Forbidden Foods, which sells healthy foods, including walnut oil fortified with DHA, announced on August 31 that it has ventured into offline operations in China, with its presence in 10,000 stores in sight.
This was enabled through an exclusive distribution agreement with China-based Orange Group, which currently services over 10,000 stores in Northern and Central China through its trading arm, Panda Trading. The group also works with top FMCG brands such as Yili, Mengniu Dairy, Red Bull, and infant formula brand Junlebao.
The agreement will focus on distributing FUNCH range of infant and toddler and health and nutrition products.
The FUNCH range consists of walnut oil and macadamia oil fortified with algal DHA in either 50ml dropper format or a 250ml bottle format. The oil could be added to cereals, cooked grains, salad.
The range was in fact, formulated based on market insights from Alibaba.
“After trialling a smaller order in June which has since made its way onto shelves, we have now received a second purchase order (worth AUD$70k, US$51k) from Orange Group, which includes our most recently launched lines of Australian made edible oils boosted with DHA omega-3,” co-founder and chief operating officer Jarrod Milani said.
The firm first entered China’s CBEC market via its flagship Tmall store in the middle of this year. Its products are also sold online on Kaola and JD.com.
It reported a yoy revenue growth of 2.1 per cent to AUD$4.2 (US$3.1m), with loss after tax up 46.9 per cent to AUD$3.5m (US$2.6m) – due to restrictions and lockdowns impacting revenue in Australia and New Zealand.
Goat milk specialist, known for its flagship brand Oli6, said in its annual financial report released last month that “achieving access to China offline is still a focus.”

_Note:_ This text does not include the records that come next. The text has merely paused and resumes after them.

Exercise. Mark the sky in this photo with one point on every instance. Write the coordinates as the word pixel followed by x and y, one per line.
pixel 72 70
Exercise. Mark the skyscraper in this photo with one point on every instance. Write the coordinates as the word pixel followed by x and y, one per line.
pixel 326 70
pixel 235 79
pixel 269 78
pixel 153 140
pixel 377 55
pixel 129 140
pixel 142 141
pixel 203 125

“The company remains focused on pursuing options to achieve registration with the State Administration of Market Regulation (SAMR) to sell Chinese specification Oli6 product in the offline environment in China.
“However, we acknowledge this is unlikely to be achieved via an Australian manufacturer,” it said.
The company said net revenue in FY21 was down 39 per cent to AUD$10.9m (US$8,07m), loss after tax also grew 37 per cent to AUD$13.2m (US$9.8m), due to contraction in the daigou trade.
It observed a rapid transition in China, where O2O and CBEC were growing.
The firm, which operates a Tmall flagship CBEC store, said revenue via CBEC was up 13 per cent.
Jatcorp, on the other hand, said that the presence of products in offline stores would drive online sales.
The firm is known for brands such as Neurio – a line of milk powder for children, pregnant and lactating women, and middle-aged consumers, children milk powder brand Abbeyard, and Moroka – a brand focusing on milk powder with lactoferrin.
The opening of its Shanghai Maternity and Infant Boutique, which has been delayed due to lockdowns and regulatory issues in China, is expected to open in October 2021.
“The store will assist in driving consumers to JAT’s online China sales platform to be established and operated by JAT’s Chinese subsidiary – Hangzhou JAT,” the company said.
In FY2021, its revenue was down 64.75 per cent to AUD$20.95m (US$15.5m), loss after tax was AUD$21.1m (US$15.6), down 20.78 per cent, with COVID-19 lockdowns, closed daigou stores, border closures, international travel ban, and political tension between Australia and China cited as key factors.
At the same time, the company said it would rebuild its daigou sales channel as Australia opened its borders to international students and visitors.